Giovedì, 26 settembre 1963

 

Il Santo Padre si dice molto lieto dell’incontro. Anzitutto per ragioni personali. Vede fra i presenti, oltre a Monsignor Prefetto dell’Archivio Segreto Vaticano, alcuni volti conosciuti: ecco il Prof. Battelli, a volersi soffermare soltanto su qualcuno, e il D. Palestra di Milano. Ciò aumenta la sua simpatia e benevolenza per una riunione che appunto Gli reca persone care e stimate.

La soddisfazione si accresce, quando lo sguardo si porta su questi due agmina, su queste due belle schiere di archivisti; dell’Associazione e del Convegno: il che significa che l’attività della Associazione ha progredito e viene affermandosi. Ha detto bene Monsignor Giusti: è stato sempre antico desiderio del Papa e lo è oggi ancor più, che questo momento, questo aspetto della vita culturale ed ecclesiastica abbia specifica ed organizzata assistenza. E cioè: quanti si dedicano alla cura assidua e riverente dei nostri Archivi si rendano sempre più convinti di un programma comune, e siano fra di loro uniti da vincoli di conoscenza; si affermi tra essi operosa collaborazione, sorga nobile gara, si dia a tutti un esempio di operosa solerzia in questo campo che, come è stato detto, interessa sia la vita ecclesiastica, sia la buona cultura, specialmente la storica.

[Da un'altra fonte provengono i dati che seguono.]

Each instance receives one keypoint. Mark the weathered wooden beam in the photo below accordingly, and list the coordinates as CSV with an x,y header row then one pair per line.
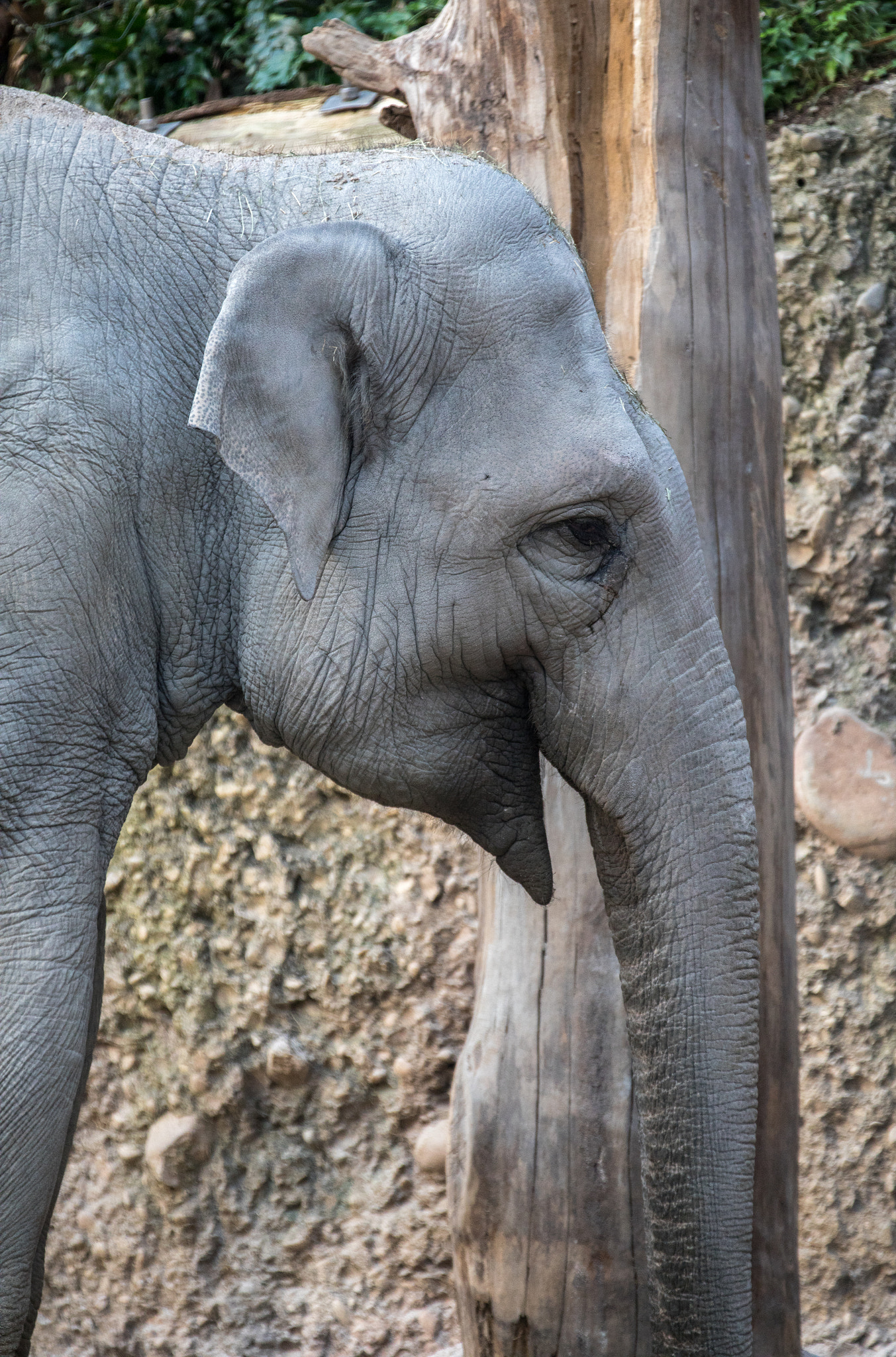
x,y
544,1171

Sua Santità è, inoltre, molto contento di sapere che dei competenti e degli appassionati, come sono quei cari studiosi, amano l’Archivio, che vuol dire la custodia del documento e del profitto che il documento può dare, giacché - e parla in Lui, ora, non tanto il modesto indagatore di carte e di libri, quanto proprio l’uomo di Chiesa - Egli è convinto che la coltura storica sia necessaria, parta dal genio, dall’indole, dalla necessità, dalla stessa vita cattolica, la quale possiede una tradizione, è coerente, e svolge nei secoli un disegno, e, ben si può dire, un mistero. È il Cristo che opera nel tempo e che scrive, proprio Lui, la sua storia, sì che i nostri brani di carta sono echi e vestigia di questo passaggio del Signore Gesù nel mondo.

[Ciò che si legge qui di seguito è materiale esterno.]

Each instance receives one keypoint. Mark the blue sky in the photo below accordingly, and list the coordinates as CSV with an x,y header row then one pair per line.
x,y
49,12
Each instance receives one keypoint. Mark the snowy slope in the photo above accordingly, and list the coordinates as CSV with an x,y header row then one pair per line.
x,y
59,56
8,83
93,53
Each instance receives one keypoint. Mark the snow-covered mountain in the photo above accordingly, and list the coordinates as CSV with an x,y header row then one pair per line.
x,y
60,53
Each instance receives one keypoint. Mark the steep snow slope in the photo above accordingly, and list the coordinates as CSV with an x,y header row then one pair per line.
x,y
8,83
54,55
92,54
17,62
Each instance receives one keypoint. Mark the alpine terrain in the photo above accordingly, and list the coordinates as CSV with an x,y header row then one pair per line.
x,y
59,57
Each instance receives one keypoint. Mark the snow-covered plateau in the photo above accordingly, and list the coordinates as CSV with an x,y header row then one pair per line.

Ed ecco che, allora, l’avere il culto di queste carte, dei documenti, degli archivi, vuol dire, di riflesso, avere il culto di Cristo, avere il senso della Chiesa, dare a noi stessi, dare a chi verrà la storia del passaggio di questa fase di «transitus Domini» nel mondo.

Il Santo Padre si dichiara, infine, assai soddisfatto che l’attività degli Archivisti sia adesso tanto bene individuata e ben servita. Gli Archivi Italiani, quelli ecclesiastici in specie, meritano questa grande cura. Sarà forse un fastidio, sarà una molestia, un peso, ma il fatto è che noi abbiamo una ricchezza immensa di Archivi ecclesiastici. Li dobbiamo bruciare? li dobbiamo abbandonare? dobbiamo lasciarli disperdere dalla usura del tempo o dalla ignoranza di quelli che li avvicinano; o invece dobbiamo difenderli? Non costituiscono forse un patrimonio nazionale, un segno della nostra civiltà, della nostra coltura, come si diceva; una nostra vera riserva, anche proprio per il rifornimento della psicologia ecclesiastica e della missione pastorale nel mondo?

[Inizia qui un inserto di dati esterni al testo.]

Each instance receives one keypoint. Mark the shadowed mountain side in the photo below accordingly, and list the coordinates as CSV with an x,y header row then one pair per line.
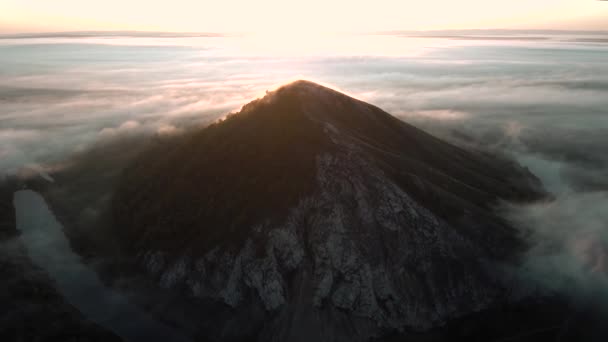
x,y
324,217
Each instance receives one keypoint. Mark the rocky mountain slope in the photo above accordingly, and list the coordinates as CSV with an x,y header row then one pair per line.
x,y
322,218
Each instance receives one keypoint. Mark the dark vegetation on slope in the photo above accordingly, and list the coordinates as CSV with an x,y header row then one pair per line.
x,y
209,187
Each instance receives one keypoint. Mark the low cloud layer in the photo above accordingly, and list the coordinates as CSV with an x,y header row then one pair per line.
x,y
543,102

Bisogna curarli; e il vedere che c’è adesso un organismo, un’associazione che si interessa, con ottimi criteri, con aderenza positiva, alle necessità insorgenti, è per il Papa - come lo sarà per chiunque - ragione di conforto. Dirà di più, - e anche qui parla l’uomo di Chiesa -: si ponga mente che c’è ancora molto da fare, anzi moltissimo. Sono stati compiuti grandi progressi, si è incominciato a formare quella che oggi vien denominata la coscienza archivistica, cioè la persuasione di un dovere e la possibilità anche di estro, di gusto, di soddisfazione intellettuale. Noi abbiamo ancora enormi riserve di archivi che chiamiamo minori perché poco noti. Eppure forse possono rivelarsi di maggiore importanza il giorno in cui ci dedicheremo pazientemente ad esplorarli, classificarli, esibirli al pubblico.

Per questi motivi il Santo Padre vuole confortare la fatica e i propositi degli illustri ascoltatori con tutto il Suo incoraggiamento, con l’espressione della Sua compiacenza per quanto è stato compiuto e della Sua speranza per quel che si intende realizzare in seguito. Ed includendo realmente la loro attività nel grande programma della vita sia culturale che spirituale della Chiesa, Egli dà ben volentieri a ciascuno dei presenti la Benedizione Apostolica.